Pension reforms in Germany are prompting a rethink of consultancy models as established players face growing competition from neo-brokers, a new generation of digital-first, mobile-app-based financial brokers offering low-cost or commission-free trading to investors.
Claudio Thum, senior director of outsourcing at WTW, told IPE that occupational and private pension reforms “are noticeably changing” retirement consulting, as the topic gains greater political and social attention.
In particular, the introduction of the retirement savings account (Altersvorsorgedepot) – a cost-capped, ETF-based private pension product without guarantees and with flexible withdrawal options – is significantly increasing demand for information from savers, he added.
“Providers will therefore increasingly rely on digital portals, intelligent chatbots and AI-supported agents that provide information and guide savers through the decision-making processes,” Thum said.
Hybrid consulting
Wolfram Erling, senior manager at Union Investment Privatfonds, said the successes and failures of the retirement consulting industry in the next one to two years will shape pension provision in Germany for the next two to three decades.

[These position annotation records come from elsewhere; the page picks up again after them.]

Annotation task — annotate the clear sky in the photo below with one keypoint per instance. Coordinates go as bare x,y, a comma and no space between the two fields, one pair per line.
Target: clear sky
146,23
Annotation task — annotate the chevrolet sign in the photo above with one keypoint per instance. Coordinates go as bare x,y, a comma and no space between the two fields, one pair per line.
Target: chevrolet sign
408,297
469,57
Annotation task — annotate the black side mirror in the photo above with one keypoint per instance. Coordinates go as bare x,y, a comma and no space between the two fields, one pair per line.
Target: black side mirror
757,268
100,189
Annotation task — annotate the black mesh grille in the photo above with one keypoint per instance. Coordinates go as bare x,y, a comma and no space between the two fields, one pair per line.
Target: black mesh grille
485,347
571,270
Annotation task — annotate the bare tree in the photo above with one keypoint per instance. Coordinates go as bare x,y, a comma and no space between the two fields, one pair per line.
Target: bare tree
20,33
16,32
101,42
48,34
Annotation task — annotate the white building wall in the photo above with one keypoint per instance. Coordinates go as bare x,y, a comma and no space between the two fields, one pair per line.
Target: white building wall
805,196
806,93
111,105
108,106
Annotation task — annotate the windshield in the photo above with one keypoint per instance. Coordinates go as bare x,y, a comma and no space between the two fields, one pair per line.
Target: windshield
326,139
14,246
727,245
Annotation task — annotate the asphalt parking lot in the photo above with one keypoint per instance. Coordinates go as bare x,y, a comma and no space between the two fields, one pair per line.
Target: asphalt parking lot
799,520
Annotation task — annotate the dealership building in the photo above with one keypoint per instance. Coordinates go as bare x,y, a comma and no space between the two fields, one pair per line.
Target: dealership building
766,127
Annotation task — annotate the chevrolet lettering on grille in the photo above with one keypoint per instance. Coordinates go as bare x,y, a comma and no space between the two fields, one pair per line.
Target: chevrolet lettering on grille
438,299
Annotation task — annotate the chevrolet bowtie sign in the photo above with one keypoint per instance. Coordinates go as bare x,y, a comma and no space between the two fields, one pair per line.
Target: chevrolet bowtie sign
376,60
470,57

Advice remains “necessary” to help individuals choose investment funds and understand the differences between products with or without guarantees, he said.
Erling pointed to neo-brokers, which in recent years have encouraged many savers in Germany to invest in securities, as “the greatest success story of the German financial industry”.
“Neo-brokers have managed to reach a huge number of customers via digital channels,” he said, citing Trade Republic.
The Berlin-based platform increased its client base from 4 million in 2024 to more than 10 million in 2025, and now manages €150bn in assets.
“I believe that pure digital consulting, implemented by Trade Republic, or Scalable, will work for certain people,” while “hybrid consulting”, combining analogue and digital, will account for “60-70%” of retirement contracts, Erling added.
Digital occupational pensions
Digital tools and artificial intelligence (AI) are also becoming a strategic building block for a new type of consultancy in occupational pension schemes.
“Companies consistently using these technologies can better engage their employees, and simultaneously meet the increasing demands of the market,” Thum said.
WTW is developing digital workflows and AI-powered agents to answer client queries on occupational pensions.
“These are complemented by chatbots that are available around the clock and process selected questions quickly and reliably. These systems are fed with verified expert information and relieve the burden on both HR departments and advisors,” he explained.
Sabine Payne, head of benefits Deutschland at Deutsche Bank, said the lender has relied on a “digital opt-out” system to automatically enrol former Postbank employees into the financial industry’s social partner model.
The digital opt-out campaign has led to a 75% participation rate in the defined contribution (DC) model.
Deutsche Bank is planning a campaign focused on pension gaps and the social partner model to encourage those who opted out to reconsider, Payne added.
Commerzbank is also implementing a communication strategy targeted at younger employees enrolling in its pension scheme.
The campaign aims to improve understanding of retirement provision early in employees’ careers and boost participation in company pension funds.